The counting board is the precursor of the abacus, and the earliest known form of a counting device (excluding fingers and other very simple methods). Counting boards were made of stone or wood, and the counting was done on the board with beads, pebbles etc. Not many boards survive because of the perishable materials used in their construction, or the impossibility to identify the object as a counting board. The counting board was invented to facilitate and streamline numerical calculations in ancient civilizations. Its inception addressed the need for a practical tool to perform arithmetic operations efficiently. By using counters or tokens on a board with designated sections, people could easily keep track of quantities, trade, and financial transactions. This invention not only enhanced accuracy but also fueled the development of more sophisticated mathematical concepts and systems throughout history.

The counting board does not include a zero, as we have come to understand it today. It primarily used Roman numerals to calculate. The system was based on a base ten or base twenty system, where the lines represented the bases of ten or twenty, and the spaces representing base fives.
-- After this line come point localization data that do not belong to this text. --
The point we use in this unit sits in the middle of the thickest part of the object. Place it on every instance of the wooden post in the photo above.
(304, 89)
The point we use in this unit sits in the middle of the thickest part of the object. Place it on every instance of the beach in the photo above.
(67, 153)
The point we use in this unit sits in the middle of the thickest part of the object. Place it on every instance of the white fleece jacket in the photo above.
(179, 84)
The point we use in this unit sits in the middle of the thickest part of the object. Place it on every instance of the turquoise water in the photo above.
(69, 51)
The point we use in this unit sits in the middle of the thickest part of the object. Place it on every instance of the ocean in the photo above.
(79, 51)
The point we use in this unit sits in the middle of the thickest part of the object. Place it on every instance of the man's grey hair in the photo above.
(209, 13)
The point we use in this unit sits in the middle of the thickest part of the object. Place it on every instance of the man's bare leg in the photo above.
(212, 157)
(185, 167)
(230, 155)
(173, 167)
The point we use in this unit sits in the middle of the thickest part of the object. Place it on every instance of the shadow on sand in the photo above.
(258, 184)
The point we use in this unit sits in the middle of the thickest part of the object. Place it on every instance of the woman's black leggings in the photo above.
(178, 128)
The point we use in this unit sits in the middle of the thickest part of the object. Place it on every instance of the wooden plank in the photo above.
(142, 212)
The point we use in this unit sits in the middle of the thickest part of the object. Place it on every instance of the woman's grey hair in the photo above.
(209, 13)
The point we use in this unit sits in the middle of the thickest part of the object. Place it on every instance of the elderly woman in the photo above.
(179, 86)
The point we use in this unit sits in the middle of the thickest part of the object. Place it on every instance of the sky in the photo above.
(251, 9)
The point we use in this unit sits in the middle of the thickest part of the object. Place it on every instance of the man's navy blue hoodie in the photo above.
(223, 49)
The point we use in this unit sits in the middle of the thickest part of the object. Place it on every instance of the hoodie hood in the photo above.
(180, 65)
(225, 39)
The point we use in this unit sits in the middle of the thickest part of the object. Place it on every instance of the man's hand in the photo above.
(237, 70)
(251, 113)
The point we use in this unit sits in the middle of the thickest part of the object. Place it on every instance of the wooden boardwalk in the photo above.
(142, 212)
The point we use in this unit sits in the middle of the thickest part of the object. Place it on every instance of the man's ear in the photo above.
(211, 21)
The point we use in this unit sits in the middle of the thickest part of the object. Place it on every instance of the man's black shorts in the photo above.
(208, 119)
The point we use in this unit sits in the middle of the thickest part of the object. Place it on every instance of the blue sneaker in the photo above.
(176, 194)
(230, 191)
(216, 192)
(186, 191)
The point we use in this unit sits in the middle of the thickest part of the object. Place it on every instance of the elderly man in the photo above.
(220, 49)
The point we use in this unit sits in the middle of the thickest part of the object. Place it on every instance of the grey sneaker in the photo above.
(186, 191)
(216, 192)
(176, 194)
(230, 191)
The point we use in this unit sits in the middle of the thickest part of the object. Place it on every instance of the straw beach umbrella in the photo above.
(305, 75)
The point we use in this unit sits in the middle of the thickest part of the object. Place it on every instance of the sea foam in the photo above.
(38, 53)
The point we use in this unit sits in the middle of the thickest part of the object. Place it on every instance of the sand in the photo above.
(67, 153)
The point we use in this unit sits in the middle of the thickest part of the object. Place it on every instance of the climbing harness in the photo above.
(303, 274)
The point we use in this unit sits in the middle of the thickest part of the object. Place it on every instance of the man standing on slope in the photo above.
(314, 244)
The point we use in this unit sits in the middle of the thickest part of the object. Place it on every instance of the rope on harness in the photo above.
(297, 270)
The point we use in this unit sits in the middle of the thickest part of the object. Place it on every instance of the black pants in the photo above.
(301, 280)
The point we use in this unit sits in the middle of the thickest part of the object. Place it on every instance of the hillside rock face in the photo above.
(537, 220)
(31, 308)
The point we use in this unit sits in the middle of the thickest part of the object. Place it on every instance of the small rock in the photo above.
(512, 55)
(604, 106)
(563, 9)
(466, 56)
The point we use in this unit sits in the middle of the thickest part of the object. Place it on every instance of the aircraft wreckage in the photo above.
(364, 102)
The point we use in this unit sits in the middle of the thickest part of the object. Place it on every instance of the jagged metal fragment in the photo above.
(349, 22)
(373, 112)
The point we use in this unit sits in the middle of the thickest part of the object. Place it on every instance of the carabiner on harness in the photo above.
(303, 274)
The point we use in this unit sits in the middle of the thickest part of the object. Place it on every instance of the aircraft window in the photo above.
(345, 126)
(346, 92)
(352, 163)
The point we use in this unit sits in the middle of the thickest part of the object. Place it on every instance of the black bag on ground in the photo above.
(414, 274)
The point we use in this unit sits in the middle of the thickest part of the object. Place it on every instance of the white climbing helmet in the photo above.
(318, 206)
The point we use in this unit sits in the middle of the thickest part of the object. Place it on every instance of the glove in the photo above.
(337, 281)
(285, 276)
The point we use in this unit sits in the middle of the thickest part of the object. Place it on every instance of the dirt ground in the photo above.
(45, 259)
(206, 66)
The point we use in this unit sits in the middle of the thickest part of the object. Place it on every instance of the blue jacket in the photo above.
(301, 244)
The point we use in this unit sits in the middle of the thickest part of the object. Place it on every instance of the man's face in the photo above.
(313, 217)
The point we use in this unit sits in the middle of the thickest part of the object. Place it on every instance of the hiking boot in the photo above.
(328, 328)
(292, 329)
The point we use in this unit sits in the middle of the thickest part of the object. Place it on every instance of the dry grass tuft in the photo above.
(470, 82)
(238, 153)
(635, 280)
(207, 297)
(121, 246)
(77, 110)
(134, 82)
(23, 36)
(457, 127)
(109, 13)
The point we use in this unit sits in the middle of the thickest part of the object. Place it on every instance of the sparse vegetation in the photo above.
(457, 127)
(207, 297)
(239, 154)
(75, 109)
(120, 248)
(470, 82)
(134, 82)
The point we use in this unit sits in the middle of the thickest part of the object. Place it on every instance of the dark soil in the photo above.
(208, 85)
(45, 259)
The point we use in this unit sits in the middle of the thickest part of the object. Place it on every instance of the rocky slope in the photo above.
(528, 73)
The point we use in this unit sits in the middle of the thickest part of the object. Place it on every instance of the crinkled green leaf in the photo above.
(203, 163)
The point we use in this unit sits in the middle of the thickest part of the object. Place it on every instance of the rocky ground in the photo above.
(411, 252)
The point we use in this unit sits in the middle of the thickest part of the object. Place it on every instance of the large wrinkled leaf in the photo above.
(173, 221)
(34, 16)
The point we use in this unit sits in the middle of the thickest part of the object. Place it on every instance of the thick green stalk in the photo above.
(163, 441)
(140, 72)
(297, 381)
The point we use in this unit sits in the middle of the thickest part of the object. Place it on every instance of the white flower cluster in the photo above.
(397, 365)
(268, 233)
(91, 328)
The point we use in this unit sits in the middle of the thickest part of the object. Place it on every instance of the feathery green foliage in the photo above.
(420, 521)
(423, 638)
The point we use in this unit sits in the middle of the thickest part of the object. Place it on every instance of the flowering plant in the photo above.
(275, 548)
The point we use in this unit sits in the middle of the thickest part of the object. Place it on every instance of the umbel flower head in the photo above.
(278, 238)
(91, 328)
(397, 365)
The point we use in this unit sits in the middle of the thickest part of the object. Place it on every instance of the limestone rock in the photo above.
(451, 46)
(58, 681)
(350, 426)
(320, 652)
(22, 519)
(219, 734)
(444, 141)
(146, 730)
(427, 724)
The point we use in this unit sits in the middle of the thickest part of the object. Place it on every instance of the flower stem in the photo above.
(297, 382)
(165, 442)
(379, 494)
The oldest known counting board, the Salamis Tablet (c. 300 BC) was discovered on the Greek island of Salamis in 1899. It is thought to have been used as more of a gaming board than a calculating device. It is marble, about 150 x 75 x 4.5 cm, and is in the Epigraphical Museum in Athens. It has carved Greek letters and parallel grooves.

The German mathematician Adam Ries described the use of counting boards in Rechenbuch auf Linien und Ziphren in allerlei Handthierung / geschäfften und Kaufmanschafft.